Furtwängler’s famous Berlin Pathétique
was an outstanding set, both interpretatively and in terms of
its recording quality. Its virtues have been endlessly discussed
over the years and there’s little that I can add to the encomia
of over half a century regarding the conductor’s command of
structure and visceral emotive power. It’s true that he does
engage in unmarked ritardandi in the opening movement and that
he can be cavalier over tempo markings generally. Against that
is the undeniable truth that he goes for the long line, doubtless
surprising those who felt him an unlikely conductor of Tchaikovsky.
Certainly like his antipode Toscanini he was a relatively infrequent
conductor of the symphonies but he evinced considerably more
interest in the Russian composer’s music than his Italian counterpart
ever did and to far more telling effect.
In the second movement it is remarkable
how unsectional it is; phrased negatively this sounds unexceptional
but Furtwängler’s ability to think in terms of paragraphs pays
the richest rewards here and is by no means a commonplace gift.
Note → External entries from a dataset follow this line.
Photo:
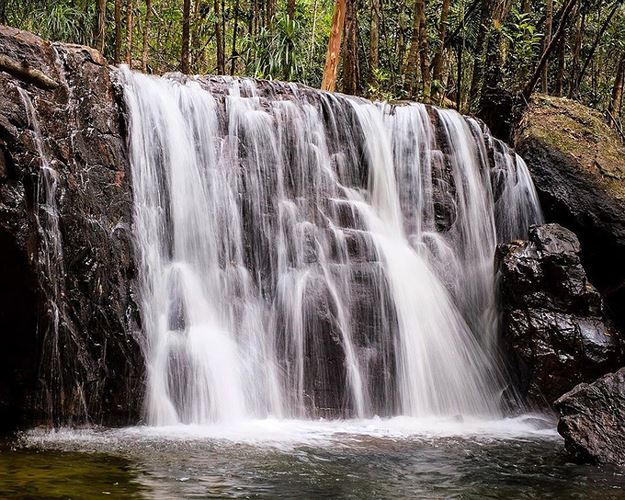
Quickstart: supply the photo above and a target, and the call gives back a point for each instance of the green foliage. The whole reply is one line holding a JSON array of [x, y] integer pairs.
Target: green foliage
[[525, 45], [268, 44]]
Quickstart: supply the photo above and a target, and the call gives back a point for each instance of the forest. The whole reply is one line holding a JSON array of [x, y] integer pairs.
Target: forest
[[455, 53]]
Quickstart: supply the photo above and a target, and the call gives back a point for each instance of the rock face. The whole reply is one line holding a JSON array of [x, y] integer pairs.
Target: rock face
[[592, 420], [65, 210], [553, 326], [578, 166]]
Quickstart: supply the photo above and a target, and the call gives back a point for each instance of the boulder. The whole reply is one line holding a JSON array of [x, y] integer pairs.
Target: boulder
[[592, 420], [578, 165], [553, 326], [68, 319]]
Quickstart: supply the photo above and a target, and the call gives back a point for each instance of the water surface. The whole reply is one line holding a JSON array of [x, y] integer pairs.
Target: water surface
[[377, 458]]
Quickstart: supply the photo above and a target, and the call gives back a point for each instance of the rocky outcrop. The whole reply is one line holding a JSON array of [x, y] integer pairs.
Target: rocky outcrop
[[552, 320], [67, 345], [578, 166], [592, 420]]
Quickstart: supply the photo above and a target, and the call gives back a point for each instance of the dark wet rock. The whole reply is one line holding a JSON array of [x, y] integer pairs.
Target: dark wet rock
[[553, 324], [592, 420], [68, 318], [578, 166]]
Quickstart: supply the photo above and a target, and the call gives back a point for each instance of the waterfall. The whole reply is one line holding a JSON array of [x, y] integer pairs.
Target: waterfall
[[306, 254]]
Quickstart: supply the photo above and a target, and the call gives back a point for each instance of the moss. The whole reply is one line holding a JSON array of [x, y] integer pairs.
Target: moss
[[579, 132]]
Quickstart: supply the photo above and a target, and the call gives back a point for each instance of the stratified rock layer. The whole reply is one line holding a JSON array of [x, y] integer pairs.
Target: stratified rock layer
[[553, 325], [592, 420], [578, 166], [66, 325]]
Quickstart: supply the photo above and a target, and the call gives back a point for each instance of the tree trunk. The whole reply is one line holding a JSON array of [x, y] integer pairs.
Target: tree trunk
[[478, 64], [493, 59], [577, 51], [99, 35], [234, 55], [117, 55], [350, 58], [547, 40], [374, 39], [437, 73], [412, 62], [561, 63], [291, 9], [617, 91], [334, 46], [604, 27], [424, 54], [221, 60], [186, 37], [129, 33], [146, 34], [529, 88]]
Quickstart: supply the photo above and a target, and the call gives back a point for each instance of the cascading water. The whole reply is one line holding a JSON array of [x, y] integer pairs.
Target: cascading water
[[50, 255], [304, 254]]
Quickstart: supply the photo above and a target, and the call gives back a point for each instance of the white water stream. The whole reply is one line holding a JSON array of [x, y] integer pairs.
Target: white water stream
[[302, 254]]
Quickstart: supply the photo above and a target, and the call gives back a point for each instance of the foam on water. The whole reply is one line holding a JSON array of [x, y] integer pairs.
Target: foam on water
[[287, 434]]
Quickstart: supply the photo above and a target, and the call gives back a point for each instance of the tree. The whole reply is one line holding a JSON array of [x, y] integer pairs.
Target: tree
[[418, 47], [146, 34], [334, 46], [546, 41], [616, 99], [437, 73], [529, 88], [350, 60], [604, 27], [99, 34], [219, 39], [291, 9], [129, 16], [118, 31], [374, 37]]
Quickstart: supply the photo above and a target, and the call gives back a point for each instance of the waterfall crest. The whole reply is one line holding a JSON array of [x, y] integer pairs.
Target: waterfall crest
[[307, 254]]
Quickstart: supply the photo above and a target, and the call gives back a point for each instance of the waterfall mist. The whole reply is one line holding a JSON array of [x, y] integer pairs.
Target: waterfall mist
[[306, 254]]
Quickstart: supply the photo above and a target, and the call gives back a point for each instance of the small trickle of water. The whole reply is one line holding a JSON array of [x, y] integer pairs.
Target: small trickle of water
[[305, 254], [50, 253]]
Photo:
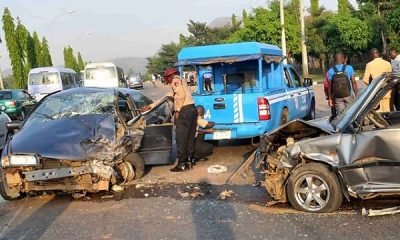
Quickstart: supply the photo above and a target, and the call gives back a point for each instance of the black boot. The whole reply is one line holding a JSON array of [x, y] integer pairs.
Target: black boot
[[180, 167]]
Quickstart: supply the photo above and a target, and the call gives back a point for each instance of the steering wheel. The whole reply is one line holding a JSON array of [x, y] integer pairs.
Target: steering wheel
[[377, 120]]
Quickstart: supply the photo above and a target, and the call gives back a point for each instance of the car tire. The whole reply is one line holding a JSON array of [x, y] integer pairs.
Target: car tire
[[284, 117], [22, 115], [5, 190], [311, 115], [313, 188], [137, 163]]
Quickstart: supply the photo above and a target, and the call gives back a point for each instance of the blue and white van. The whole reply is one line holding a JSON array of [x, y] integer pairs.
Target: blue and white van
[[252, 90], [45, 80]]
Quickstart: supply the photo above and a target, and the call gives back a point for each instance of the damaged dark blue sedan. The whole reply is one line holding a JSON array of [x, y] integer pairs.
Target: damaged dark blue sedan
[[85, 140]]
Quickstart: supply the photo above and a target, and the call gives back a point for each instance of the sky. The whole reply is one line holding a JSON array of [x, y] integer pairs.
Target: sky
[[104, 29]]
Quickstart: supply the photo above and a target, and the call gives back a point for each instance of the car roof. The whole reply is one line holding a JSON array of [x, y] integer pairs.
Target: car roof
[[229, 50]]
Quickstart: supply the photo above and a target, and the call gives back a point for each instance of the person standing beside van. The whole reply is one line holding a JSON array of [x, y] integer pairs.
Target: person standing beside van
[[373, 70], [342, 84], [185, 119]]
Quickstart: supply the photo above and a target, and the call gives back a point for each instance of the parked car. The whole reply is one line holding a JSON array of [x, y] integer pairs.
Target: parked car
[[253, 91], [135, 81], [17, 103], [316, 164], [90, 140]]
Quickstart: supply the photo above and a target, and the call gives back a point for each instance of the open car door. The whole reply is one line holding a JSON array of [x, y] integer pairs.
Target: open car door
[[157, 143]]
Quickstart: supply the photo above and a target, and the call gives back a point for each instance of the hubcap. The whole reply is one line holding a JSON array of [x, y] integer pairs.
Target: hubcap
[[312, 192]]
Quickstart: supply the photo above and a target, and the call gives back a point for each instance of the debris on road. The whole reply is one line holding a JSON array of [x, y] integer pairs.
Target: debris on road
[[381, 212], [217, 169], [226, 194]]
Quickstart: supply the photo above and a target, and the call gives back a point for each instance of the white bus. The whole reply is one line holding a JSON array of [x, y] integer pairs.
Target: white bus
[[45, 80], [103, 74]]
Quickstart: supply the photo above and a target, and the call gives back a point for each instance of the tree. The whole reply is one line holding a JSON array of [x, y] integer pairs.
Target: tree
[[37, 46], [13, 47], [81, 64], [45, 56]]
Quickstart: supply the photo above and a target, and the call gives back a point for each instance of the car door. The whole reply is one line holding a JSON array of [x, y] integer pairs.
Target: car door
[[301, 93], [158, 140]]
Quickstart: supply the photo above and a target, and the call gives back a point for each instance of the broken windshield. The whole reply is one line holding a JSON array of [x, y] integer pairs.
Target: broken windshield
[[62, 106]]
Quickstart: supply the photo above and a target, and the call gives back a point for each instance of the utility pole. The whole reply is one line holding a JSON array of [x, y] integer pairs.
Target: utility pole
[[283, 36], [303, 41]]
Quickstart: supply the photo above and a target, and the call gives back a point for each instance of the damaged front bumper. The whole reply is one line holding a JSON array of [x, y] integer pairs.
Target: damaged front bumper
[[280, 153]]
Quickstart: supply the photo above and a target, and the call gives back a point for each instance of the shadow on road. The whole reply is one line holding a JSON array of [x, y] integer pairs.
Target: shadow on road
[[213, 220], [34, 226]]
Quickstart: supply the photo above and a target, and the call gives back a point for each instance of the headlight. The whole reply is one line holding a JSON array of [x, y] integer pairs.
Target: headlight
[[23, 160]]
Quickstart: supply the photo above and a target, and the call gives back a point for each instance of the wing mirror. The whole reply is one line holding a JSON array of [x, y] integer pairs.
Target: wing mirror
[[308, 82], [14, 125], [355, 126]]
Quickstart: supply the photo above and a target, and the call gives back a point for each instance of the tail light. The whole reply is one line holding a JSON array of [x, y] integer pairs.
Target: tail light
[[11, 103], [264, 110]]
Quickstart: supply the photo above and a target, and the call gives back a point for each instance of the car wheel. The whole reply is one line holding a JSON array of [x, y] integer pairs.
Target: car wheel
[[313, 188], [311, 115], [22, 115], [6, 192], [137, 163], [284, 117]]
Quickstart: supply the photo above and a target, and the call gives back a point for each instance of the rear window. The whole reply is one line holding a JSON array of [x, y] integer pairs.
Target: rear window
[[43, 78], [5, 95]]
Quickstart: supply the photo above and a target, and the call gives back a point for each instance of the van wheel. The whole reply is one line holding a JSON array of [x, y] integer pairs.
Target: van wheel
[[284, 117], [311, 114], [7, 192], [313, 188]]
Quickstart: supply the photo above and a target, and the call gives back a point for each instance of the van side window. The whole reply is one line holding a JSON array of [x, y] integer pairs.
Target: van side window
[[297, 80], [287, 77]]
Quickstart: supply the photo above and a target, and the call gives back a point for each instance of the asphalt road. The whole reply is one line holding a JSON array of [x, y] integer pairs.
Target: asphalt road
[[186, 206]]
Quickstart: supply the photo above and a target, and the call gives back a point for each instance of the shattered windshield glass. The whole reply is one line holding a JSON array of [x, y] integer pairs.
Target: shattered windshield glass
[[70, 105]]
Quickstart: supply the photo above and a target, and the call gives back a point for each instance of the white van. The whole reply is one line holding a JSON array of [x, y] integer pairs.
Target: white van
[[45, 80], [103, 74]]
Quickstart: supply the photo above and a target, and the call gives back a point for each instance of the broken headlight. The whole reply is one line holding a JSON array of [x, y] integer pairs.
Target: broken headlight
[[23, 160]]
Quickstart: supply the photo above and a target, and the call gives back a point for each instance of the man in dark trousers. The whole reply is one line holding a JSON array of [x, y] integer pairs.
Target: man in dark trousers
[[342, 84], [185, 118], [202, 149]]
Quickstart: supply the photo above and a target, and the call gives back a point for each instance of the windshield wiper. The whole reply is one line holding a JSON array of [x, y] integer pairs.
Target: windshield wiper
[[44, 115]]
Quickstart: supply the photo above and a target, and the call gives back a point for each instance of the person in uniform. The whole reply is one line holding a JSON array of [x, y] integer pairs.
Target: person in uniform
[[202, 149], [185, 118], [373, 70]]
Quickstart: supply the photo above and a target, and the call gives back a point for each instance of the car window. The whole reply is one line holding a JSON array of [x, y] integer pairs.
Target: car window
[[296, 78], [287, 78]]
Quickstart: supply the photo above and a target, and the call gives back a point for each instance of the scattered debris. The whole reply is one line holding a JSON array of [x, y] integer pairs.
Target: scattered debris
[[107, 196], [184, 194], [226, 194], [117, 188], [382, 212], [217, 169]]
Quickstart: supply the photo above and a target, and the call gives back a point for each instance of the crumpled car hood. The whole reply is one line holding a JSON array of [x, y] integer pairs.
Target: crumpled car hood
[[77, 138]]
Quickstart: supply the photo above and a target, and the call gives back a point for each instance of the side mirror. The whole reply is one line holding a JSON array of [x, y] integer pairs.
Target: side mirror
[[355, 126], [14, 125], [308, 82]]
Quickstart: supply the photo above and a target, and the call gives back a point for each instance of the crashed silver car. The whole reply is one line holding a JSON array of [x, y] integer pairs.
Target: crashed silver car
[[316, 164], [85, 140]]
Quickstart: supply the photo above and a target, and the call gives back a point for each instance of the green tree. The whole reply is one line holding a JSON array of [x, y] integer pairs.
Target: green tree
[[14, 49], [81, 63], [45, 56], [37, 46]]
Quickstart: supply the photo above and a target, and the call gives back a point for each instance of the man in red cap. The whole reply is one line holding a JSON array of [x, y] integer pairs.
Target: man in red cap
[[185, 119]]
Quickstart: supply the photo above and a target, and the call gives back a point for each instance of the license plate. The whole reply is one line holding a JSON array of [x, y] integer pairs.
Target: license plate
[[222, 135]]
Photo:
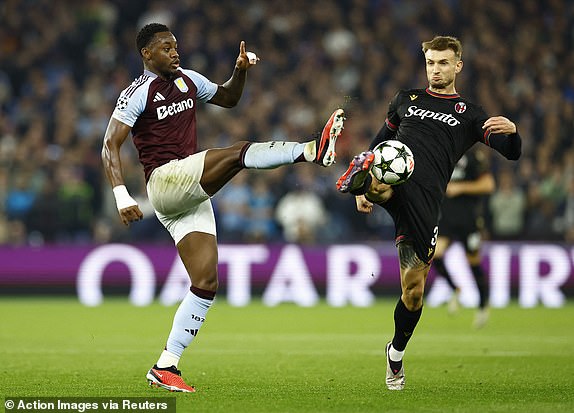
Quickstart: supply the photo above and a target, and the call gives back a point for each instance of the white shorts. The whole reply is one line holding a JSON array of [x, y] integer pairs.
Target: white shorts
[[180, 203]]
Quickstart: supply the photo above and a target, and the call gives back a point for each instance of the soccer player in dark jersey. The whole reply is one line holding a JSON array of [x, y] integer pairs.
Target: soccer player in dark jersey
[[462, 220], [158, 108], [439, 126]]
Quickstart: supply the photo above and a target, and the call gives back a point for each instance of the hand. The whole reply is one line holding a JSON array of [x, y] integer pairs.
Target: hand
[[499, 125], [363, 204], [242, 62], [130, 214]]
He also took the last repeat in the third movement in the live
1951 Cairo performance whereas he jettisons it in Berlin. The
last two movements are equally fine though the conductor’s admirers
will know that the Cairo recording evinced, if anything, even
greater reserves of power and specifically in these last movements.
So some may baulk at the relatively constricted scherzo, wanting
a more consistently forward moving tempo – but he is saving
it all up for the overwhelming coda, another example of architectural
acuity. The finale is deeply moving but never dawdles and ends
a performance of tragic consequence but profound nobility. There
is no trace whatsoever of mania or over projection; instead
there is grandeur and power and phrasing of a consistently remarkable
The recording still sounds dramatic
all these years later and most transfers do them justice. The
Tchaikovsky is available on Archipel, coupled with Schubert’s
Unfinished and is also on Claremont and an EMI box (a recommendable
set). The Biddulph transfer should be reintroduced to the catalogue
in time. I’m not sure if the Toshiba and Novello transfers are
still in print, the latter probably not, deservedly. The DG
Furtwängler box of live performances contains not this one but
the Cairo recording.
Coupled with it is a rather less
magnetic Fourth, a work to which he responds with considerably
less visceral engagement, though the rigours of architectural
probity are well met. This is a performance that for me never
quite gets going. Tahra have transferred from an HMV ALP LP,
and the results are once more commendable. The performance is
unhistrionic, down to earth (too down to earth) and relaxed
to the point of perhaps seeming relatively indifferent. The
recording is certainly a fine one and this serves only to heighten
the disappointment of a recording that fitfully engages; too
much is perfunctory. But it does valuably complement the Sixth
in the brace of commercially recorded symphonies left by Furtwängler.
The Bruckner is, amazing though
it now seems, Furtwängler’s only commercial recording of the
composer; others were live survivals. The sound is slightly
constricted but overall superior to the later broadcast material
that’s survived. The string burnish isn’t quite caught, but
the brass balance is good. There’s a powerful amalgam of sweetness
and grave nobility here with melodrama eschewed in favour of
long term and powerfully cogent architectural strengths.
Schumann’s Fourth was transferred
from a DGG LP which has given good frequency response. It’s
an unreservedly marvellous reading and a locus classicus of
the conductor’s style, with a dynamism perhaps augmented by
the studio disagreement he’d had with the engineers when he
refused to listen to their pleas to edit yet again and proceeded
to tell them he’s play it through once more, in full, and they’d
better be ready. The result is a monument to his art and indeed
to Schumann symphonic conducting. The brooding introduction
and ensuing lebhaft section are supremely realised and
there’s driving, cumulative tension and power throughout. He
also takes the first movement repeat, by no means standard practice.
There’s gravity and a noble patina to the Romanze and a comprehensively
engaging Scherzo, dramatic thrust and mellow reflection held
in balance and some characteristic “peaty” sonorities that are
much a feature of the conductor’s realisation of it. The finale
– so full of carefully engaged power – ends a truly great Fourth.
A recommendable double from Tahra.
The duplication of the Pathétique with Naxos’s recent
transfer may limit enthusiasm somewhat given that company’s
tempting price structure but the Schumann is mandatory listening
– you need it if you’re at all a Furtwängler devotee.